The Brotherhood’s new position on economic policy has delighted the United States. US lawmakers have pushed hard since the beginning of the uprising to foster a form of political Islam compatible with US economic interests and the ideology of the Washington Consensus. When Senators John Kerry and John McCain opened the Egyptian Stock Exchange in a made-for-TV moment last June, it was clear to all that the US would seek - in a characteristically cynical move - to hijack the cries for freedom echoing from Tahrir Square in order to promote the “freedom” of deregulated market capitalism.
Some of the most extreme neoliberal measures have been directed at Egypt’s agriculture sector. As a condition for development aid, USAid has required Egypt to shift its formidable agricultural capacity away from staple foods and toward export crops such as cotton, grapes and strawberries in order to generate foreign currency to pay off its burgeoning debt to the US.
According to Columbia University professor, Timothy Mitchell, USAid first began to facilitate this process in the 1980s through its Agricultural Mechanisation Project, which was designed to develop the productive capacity of Egyptian export agriculture by financing the purchase of American machinery.
In the end - despite USAid’s projections to the contrary - the programme did very little to help common farmers. Instead, it disproportionately benefitted the few large landholders who could afford to take out the loans, while slashing the demand for agricultural labour and causing rural wages to plummet.
To propel the transformation to export-led agriculture, USAid forced the Egyptian government to heavily tax the production of staples by local farmers and to eliminate subsidies on essential consumer goods like sugar, cooking oil and dairy products in order to make room for competition from American and other foreign companies.
To ameliorate the resulting food gap, USAid’s so-called “Food for Peace” programme provided billions of dollars of loans for Egypt to import subsidised grain from the US, which only further undercut local farmers. The result of all of this “agricultural reform” was an unprecedented spike in food prices which made livelihoods increasingly precarious and forced much of the workforce to accept degrading and dehumanising labour conditions. The widespread social frustrations that resulted from these reforms helped spark the 2011 uprising.
Similar forms of neoliberal shock therapy been applied to the public services sector. USAid has aggressively pushed for so-called “cost-recovery” mechanisms, a euphemism for transforming public healthcare and education into private, fee-based institutions. Indeed, USAid typically spends nearly half of its health and education budgets - more than $100-million per year - on privatisation measures.
This has been fantastic for multinational medical companies, as it translates into greater dependence on imported drugs and equipment. For Egyptians, however, privatisation means having to pay large sums on healthcare and education. Mitchell shows that such expenditures - as a percentage of household income - now rank at the second and third highest in the world, respectively.

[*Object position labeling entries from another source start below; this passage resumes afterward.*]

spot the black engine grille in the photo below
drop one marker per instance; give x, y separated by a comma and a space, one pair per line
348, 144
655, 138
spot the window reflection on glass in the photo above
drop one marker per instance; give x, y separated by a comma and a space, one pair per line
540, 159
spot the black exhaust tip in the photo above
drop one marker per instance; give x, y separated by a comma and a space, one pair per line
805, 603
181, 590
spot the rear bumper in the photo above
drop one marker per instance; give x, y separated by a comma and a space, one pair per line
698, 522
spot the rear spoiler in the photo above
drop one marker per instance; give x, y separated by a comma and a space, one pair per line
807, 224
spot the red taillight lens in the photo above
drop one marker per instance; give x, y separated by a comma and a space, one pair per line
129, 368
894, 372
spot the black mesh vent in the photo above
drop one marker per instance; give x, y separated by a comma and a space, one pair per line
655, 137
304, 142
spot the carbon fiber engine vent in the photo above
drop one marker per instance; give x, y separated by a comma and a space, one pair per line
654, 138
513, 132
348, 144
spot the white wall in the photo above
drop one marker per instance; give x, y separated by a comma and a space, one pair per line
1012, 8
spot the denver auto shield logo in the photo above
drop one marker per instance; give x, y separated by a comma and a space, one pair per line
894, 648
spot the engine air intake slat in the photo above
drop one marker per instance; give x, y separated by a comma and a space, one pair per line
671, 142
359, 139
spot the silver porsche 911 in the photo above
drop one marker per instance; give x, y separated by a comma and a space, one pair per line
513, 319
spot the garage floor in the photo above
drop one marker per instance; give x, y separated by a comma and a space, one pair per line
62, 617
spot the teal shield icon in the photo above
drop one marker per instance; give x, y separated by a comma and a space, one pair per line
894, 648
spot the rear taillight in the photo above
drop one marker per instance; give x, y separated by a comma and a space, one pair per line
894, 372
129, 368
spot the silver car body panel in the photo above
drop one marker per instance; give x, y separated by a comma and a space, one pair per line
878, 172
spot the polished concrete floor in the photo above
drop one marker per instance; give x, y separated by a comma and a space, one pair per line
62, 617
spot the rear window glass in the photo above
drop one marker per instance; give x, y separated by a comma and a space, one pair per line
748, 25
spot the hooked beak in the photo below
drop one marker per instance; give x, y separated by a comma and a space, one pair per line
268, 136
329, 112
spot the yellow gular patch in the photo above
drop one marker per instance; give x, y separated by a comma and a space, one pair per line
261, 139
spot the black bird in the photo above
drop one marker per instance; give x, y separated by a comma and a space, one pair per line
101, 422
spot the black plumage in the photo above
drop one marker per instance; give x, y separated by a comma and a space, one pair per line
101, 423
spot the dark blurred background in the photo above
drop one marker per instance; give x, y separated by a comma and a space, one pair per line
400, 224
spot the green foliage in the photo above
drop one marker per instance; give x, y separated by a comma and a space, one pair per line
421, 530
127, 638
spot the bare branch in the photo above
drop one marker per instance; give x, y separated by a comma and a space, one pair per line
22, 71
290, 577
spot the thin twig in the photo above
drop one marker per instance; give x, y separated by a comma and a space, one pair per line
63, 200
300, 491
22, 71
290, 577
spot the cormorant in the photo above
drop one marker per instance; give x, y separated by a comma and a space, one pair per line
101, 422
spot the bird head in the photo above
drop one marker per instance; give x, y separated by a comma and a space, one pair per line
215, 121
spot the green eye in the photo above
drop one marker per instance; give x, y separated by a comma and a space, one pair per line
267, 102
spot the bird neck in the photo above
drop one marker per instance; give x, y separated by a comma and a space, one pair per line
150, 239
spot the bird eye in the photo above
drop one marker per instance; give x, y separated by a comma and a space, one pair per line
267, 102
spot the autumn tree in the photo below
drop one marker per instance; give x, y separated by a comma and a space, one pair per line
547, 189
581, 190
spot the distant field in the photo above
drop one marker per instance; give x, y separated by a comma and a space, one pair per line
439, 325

To make matters worse, Mitchell also demonstrates that USAidís cuts to public service budgets have forced the wage rates of workers in hospitals and schools below the rate of inflation, causing deep income deficits among working-class households.
These destructive, pro-corporate policies get obscured by the rhetoric that USAid deploys. According to its website, USAid claims to have helped Egypt become a “success story in economic development”, citing “improvements” in the quality of education and - amazingly - “the administration of justice” (a shocking contradiction, given that the US actively funded Mubarak’s repressive military apparatus and its widespread human rights abuses).